Música. Gosto de violoncelo. É talvez o instrumento musical com o som mais triste que conheço, mesmo considerando o som triste do oboé, nas palavras do Eça. Fechem os olhos, oiçam parte do 2º andamento do concerto de Dvorak e elogiem o meu bom gosto - por convicção ou amabilidade. Não preciso de mais nada...
JdB
Música: que não seja por isso, JdB! Lindíssimo! Um lindíssimo convicto, não por amabilidade. Tenha um bom dia dentro e fora das suas assoalhadas localizadas numa das aldeias mais bonitas, elegantes e agradáveis de Portugal (à excepção da Foz, que ainda prefiro mais). Bjs, pcp
ResponderEliminarBom dia JdB,
ResponderEliminarDos seus salpicos de hoje aquilo que me picou foi a sua vontade de ler o Guerra e Paz. Fiquei nuns nervos! Não acha mais divertido voltar a ver a série que deu anos a fio na televisão?

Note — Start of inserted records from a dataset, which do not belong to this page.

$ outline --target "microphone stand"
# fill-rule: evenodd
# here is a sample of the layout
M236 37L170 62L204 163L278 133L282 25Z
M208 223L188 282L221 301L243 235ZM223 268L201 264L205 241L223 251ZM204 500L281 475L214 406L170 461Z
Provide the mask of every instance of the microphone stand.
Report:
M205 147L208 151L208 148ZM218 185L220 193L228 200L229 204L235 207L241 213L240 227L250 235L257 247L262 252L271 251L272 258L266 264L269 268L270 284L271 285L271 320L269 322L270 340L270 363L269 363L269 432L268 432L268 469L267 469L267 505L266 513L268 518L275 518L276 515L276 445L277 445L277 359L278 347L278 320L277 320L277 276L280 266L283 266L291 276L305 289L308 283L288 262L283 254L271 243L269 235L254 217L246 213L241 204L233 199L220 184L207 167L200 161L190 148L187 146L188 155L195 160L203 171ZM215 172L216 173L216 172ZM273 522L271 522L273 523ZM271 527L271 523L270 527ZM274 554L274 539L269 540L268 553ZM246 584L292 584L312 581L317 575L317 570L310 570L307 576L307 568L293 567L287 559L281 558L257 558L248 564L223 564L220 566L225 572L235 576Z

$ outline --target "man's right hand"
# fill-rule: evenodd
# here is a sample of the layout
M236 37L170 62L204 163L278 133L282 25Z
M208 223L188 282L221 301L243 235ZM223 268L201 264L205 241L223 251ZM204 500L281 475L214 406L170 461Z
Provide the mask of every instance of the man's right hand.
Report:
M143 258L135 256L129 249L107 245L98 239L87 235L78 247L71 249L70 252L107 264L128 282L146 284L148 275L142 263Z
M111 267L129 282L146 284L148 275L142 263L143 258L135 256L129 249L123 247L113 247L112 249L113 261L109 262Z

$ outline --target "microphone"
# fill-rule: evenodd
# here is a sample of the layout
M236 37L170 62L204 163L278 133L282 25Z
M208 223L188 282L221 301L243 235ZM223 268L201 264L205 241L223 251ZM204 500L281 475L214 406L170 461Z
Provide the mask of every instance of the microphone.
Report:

Gostava de ouvir outra música, esta está na linha do guerra e paz. Posso fazer uma sugestão e dedicá-la a um amigo e frequentador deste blog? Instruções - ouvir em silêncio!http://www.youtube.com/watch?v=twsBYJhiI_g
João: ponto a ponto…
ResponderEliminarTelefonema: só há pouco comecei a sentir o prazer de receber e a aprender o jeito de dar uma palavra amiga num momento de aflição. Nunca valorizei muito isso, porque sempre me foi mais cómodo resolver os problemas sozinha. Mas quando, de repente, os problemas começam a ultrapassar-nos…
Blogues: obrigada, João! :-)))
Histórias: compreendo-o muito bem. Quando a minha vida começa a confinar-se, demasiadamente, às quatro paredes de minha casa, começo a sentir falta de assunto. Mas pode sempre inventar-se. Há excelentes romancistas que escreveram com inexcedível realismo a partir do mero conhecimento de si próprios. Por outro lado, há «íntimos» que nunca são maçadores…
Livros: passo, para não ter de confessar uma falha cultural abjecta. ;-)))
Música: o seu gosto musical é de um refinamento e de uma sensibilidade praticamente insuperáveis, João. Está dito! ;-)
JDB - Não vou elogiar o seu bom gosto... mas sim a sua sensibilidade... e não é por amabilidade e nem por convicção, mas por fazer parte do mesmo gênero que vc... do gênero humano... humano que ainda sente, vê, escuta, aprecia e aplaude o belo... Almas com esta sensibilidade merecem todos os elogios do mundo! Agradeço pelo presente que vc me deu ao postar este vídeo... Sinceramente - Abs Zayb.